Covid-19 hyperimmune globulin is also prepared from convalescent plasma. It is processed, purified and concentrated, and blood borne pathogens are removed, and made into standard doses. Intas, for example, is making 10 ml vials.

A patient typically needs 30-60 ml dosage, as compared to 200-400 ml of plasma. Further, handling and administration is easier as it can be stored at temperatures of 2-8 degree Celsius.

An Intas spokesperson said the company is conducting phase 2 clinical trials. After this, it might approach the Drug Controller General of India (DCGI) to seek emergency use authorisation as there is an unmet need for these products. The target group would be moderate to severe patients, and it might help protect them from progressing to the critical stage.

Mumbai-based BSVL has adapted its plasma fractionation platform technology to produce equine polyclonal antibody product against Sars-CoV-2.

Sanjiv Navangul, the firm’s managing director and chief executive officer, said using horses for convalescent plasma is useful as one can build the antibody titres very fast. “We used antigens on horses and the antibody titres came out very well.
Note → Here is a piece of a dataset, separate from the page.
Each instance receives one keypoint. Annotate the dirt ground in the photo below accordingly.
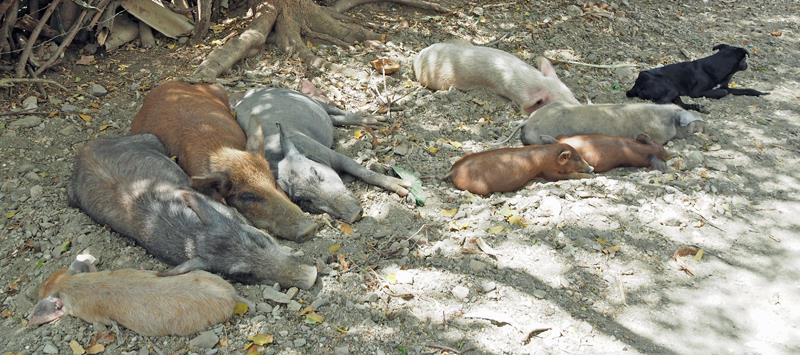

The in vitro studies show good results.”

Horses are injected with the antigen and then the plasma is extracted. This process is well established and has been in use for years.
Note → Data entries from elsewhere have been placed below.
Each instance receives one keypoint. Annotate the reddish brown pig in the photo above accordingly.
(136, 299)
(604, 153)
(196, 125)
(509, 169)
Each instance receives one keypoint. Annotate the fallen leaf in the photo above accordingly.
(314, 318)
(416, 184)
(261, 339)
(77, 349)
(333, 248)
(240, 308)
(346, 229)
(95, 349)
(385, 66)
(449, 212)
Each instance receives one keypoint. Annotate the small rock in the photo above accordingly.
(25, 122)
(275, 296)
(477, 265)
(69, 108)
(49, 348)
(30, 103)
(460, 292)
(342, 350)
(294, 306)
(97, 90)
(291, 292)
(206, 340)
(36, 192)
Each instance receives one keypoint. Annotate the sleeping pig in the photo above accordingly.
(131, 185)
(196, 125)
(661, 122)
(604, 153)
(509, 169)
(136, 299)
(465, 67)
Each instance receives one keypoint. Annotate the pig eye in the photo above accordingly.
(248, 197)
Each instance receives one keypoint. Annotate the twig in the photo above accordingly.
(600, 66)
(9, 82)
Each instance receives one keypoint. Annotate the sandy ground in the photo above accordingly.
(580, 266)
BSVL has held discussing on the product with the Indian Council of Medical Research (ICMR). Navangul said ICMR is willing to provide antigens for BSVL’s product.

This might take time as institutions like the National Institute of Virology (NIV) are overwhelmed with work. “Meanwhile, we acquired a few antigens through DCGI approval and have started work,” he added. BSVL is now testing the safety and efficacy of its product and is working in US laboratories. “It is now faster to test outside as our Indian laboratories are already quite overburdened. If we use the ICMR antigen, then we may test the product at NIV. BSVL has not yet started human trials,” Navangul said.

Dr Jaby Jacob, head of research and development at BSVL, said: “We have now developed enough plasma from horses from which we have extracted the antibodies. We are now checking the binding of the antibody to the spike protein of the virus. In vitro studies have shown that the antibody is successfully binding itself. Next, we will test to see if the virus gets neutralised.”

What about the product’s pricing?

While firms did not wish to comment on pricing as the products are under development, industry sources said it would be in the same range as the price of remdesivir in India, which roughly costs between Rs 2,800 and Rs 5,400 per dose.

From a manufacturing point of view, one does not need to invest much as it is already established, Navangul said. While pricing is still some way away, the firms feel that if a patient can avoid hospitalisation and intensive care by using the product, it will bring down the cost borne by the patient and the health care system.

Globally, Roche and Regeneron have collaborated to develop antibody products for Covid that are derived from recovered patients and VelocImmune mice. Severin Schwan, CEO of Roche, explained at a recent webinar that while some patients do not develop the right antibodies to fight the virus, some develop it relatively late. “If we can identify and give these people neutralising antibodies at early stages, there can be huge benefits. It can also be given as a prophylaxis to high risk individuals,” he said.

The Intas spokesperson said that approach will remain relevant even after a vaccine arrives as hyperimmune globulin also has potential for prophylaxis. Generally, there is a seven to ten day window to develop effective immunity after someone is vaccinated. If a healthcare worker or any high-risk individual is exposed to the virus in the meanwhile, a shot of hyperimmune globulin could be a life saver.